Bernoulli Naive bayes does not assume gaussian distribution of all continuous features, because it does not make sense. Gaussian Naive Bayes assumes gaussian distribution for continuous features and it is the appropriate way for using Naive Bayes approach if you have continuous features.
On the other hand, if you have binary categorical data then the appropriate approach is Bernoulli Naive Bayes. If your features are categorical but not binary then you could transform them into binary categorical using dummy boolean variables for each available value of the categorical features.

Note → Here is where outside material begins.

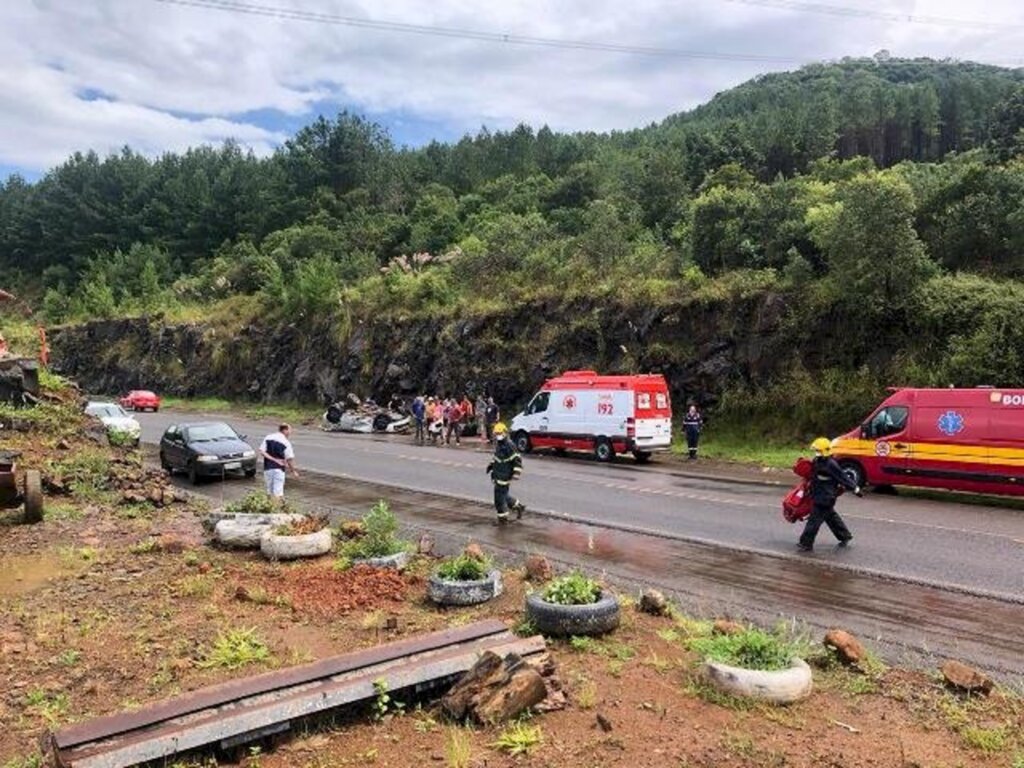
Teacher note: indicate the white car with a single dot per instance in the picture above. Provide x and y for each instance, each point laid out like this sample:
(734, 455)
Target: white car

The main point of Naive Bayes algorithm is the assumption of feature independence, which in some real world classification problems does not hold.
You need to specify a conditional probability p(x|y) of the feature value x given the class label y. Since Naive Bayes assumes that all features are conditionally independent given the class, you can mix different likelihood models for each feature considering any prior knowledge about it.
For example, considering a continuous feature you might assume that p(x|y) is normally distributed, then you can stimate the mean and variance for this feature under each class in the training set and after that you can use the PDF of the Normal Distribution to estimate p(x|y).
Considering another feature which is categorical, you can estimate p(x|y) using a Bernoulli or multinomial event model and multiply the two conditional probabilities together in the final prediction (since they are assumed to be independent anyway).